I had another professor who made it adamantly clear that she would not tolerate cell phones in class. She said if a cell phone rang she would publicly embarrass the student and would answer the phone call and embarrass the caller, too. One day in class her cell phone rang. How come one of the students did not get to embarrass her? Common ironies.

I have a cell phone. I turn it off in classes, meetings and for any event or gathering where it would be inappropriate. When I forget to turn it off and it goes off I shut it off right away and let my voicemail pick up. I don’t understand why when people forget to turn off their phones and they go off during a class or a meeting the person picks up the cell phone and tells the person calling they can’t talk right now because they are in class or a meeting and that they’ll call the person back. The person whose cell phone rang already disturbed the situation, why draw more attention to yourself? Better yet, what is the other person on the line getting from you picking up the phone to tell them you cannot talk verses having their call go right to voicemail? Common ironies.

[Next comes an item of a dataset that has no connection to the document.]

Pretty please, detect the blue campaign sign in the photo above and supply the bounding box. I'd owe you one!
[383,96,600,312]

Most hotels and some office buildings do not have 13th floors. The floor numbers go in sequence from 11, 12, 14 and 15, simply skipping labeling the 13th floor. There is some superstition that 13th floors are bad luck and evil, but who do they think they are fooling? Just because they skip the number 13 does not mean the 14th floor is really the 14th floor. It’s just the 13th floor being called the 14th floor. Common ironies.

I was at TGIFridays the other day at around 3 p.m. for lunch. There were a million tables open because it was an off hour to really go to lunch. I get frustrated waiting more than a few minutes for a hostess to come and put my name in the computer system, so I went ahead and put it in myself. It’s really a simple computerized entry system. Just as I finished putting in my information a hostess walked up and asked my friend and I if we were waiting to be seated. I told her `yes, Cindy, party of two.’ There were no other customers in the restaurant that could have remotely looked like they were waiting to be seated, and the women looked me straight in the face and said it would be a five to 10 minute wait. I asked how many parties there were ahead of my friend and I and the hostess said just one. Another Cindy party of two. Common ironies.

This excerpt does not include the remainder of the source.